Bloqués à Guantanamo à cause d'une décision du Congrès, les 174 détenus de la célèbre base navale américaine située à Cuba se tournent désormais vers la Cour suprême pour les tirer de ce mauvais pas.

Alors que la Chambre des représentants a voté mercredi l'interdiction de tout transfèrement de détenu de Guantanamo vers le sol américain, même pour y organiser leur procès, tous sont, selon leurs avocats, inquiets de ne jamais quitter Cuba.

Pas moins de huit recours sont actuellement en instance devant la plus haute juridiction des États-Unis, représentant la quasi-totalité des détenus et reflétant la variété de leurs situations. La Cour devrait dire courant 2011 si elle accepte d'examiner un ou plusieurs de ces recours.

Barack Obama avait promis de fermer la prison en janvier 2010 mais 174 hommes y sont toujours emprisonnés aujourd'hui. Des dizaines ont pourtant été déclarés libérables par l'administration du président démocrate, d'autres devaient être jugés et une cinquantaine enfin gardés indéfiniment en prison faute d'éléments pour organiser un procès pénal.

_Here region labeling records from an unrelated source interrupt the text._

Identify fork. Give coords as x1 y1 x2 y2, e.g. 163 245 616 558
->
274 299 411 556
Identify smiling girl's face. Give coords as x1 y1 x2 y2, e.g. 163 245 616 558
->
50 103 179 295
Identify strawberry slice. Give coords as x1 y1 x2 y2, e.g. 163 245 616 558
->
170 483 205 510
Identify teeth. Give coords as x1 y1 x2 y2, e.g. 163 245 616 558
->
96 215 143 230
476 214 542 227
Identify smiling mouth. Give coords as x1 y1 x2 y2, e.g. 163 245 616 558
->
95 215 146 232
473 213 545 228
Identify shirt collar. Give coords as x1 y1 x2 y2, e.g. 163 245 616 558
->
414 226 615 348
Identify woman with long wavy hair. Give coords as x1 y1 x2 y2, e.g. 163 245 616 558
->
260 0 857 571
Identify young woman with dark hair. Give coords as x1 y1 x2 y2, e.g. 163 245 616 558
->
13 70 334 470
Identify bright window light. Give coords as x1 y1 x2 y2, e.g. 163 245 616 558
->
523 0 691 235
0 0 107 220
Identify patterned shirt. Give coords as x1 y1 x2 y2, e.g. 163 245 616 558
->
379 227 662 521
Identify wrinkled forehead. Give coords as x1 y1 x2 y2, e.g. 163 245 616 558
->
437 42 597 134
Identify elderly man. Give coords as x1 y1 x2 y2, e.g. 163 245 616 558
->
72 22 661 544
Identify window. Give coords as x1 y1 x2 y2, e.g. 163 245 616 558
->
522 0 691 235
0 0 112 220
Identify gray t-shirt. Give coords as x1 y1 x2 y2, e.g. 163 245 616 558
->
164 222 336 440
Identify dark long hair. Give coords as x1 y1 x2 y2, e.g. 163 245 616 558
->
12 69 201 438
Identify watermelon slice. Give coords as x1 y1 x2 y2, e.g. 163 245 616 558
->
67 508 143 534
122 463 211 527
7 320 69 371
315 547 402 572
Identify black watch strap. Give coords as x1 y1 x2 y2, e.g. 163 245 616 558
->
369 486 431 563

Jusqu'alors, la Cour suprême a toujours donné raison aux détenus et opposé trois revers cinglants à George W. Bush. Dernière en date, sa décision en juin 2008 de reconnaître aux détenus le droit constitutionnel de contester leur détention devant les tribunaux fédéraux, au nom du principe fondateur du droit anglo-saxon, l'habeas corpus.

«Dans le cadre du principe inscrit dans la Constitution de la séparation des pouvoirs, le pouvoir judiciaire est rarement aussi indispensable et légitime que lorsqu'il étudie le bien-fondé de l'exécutif à emprisonner quelqu'un», écrivait la Cour dans une décision serrée à cinq contre quatre.

Cependant, «depuis deux ans et demi, les administrations Bush puis Obama, avec des approches analogues, n'ont jamais cessé d'essayer de maintenir le pouvoir de détention entre les mains de l'exécutif» plutôt qu'entre celles de juges, assure Lyle Denniston, spécialiste de la Cour suprême, sur le site Scotusblog.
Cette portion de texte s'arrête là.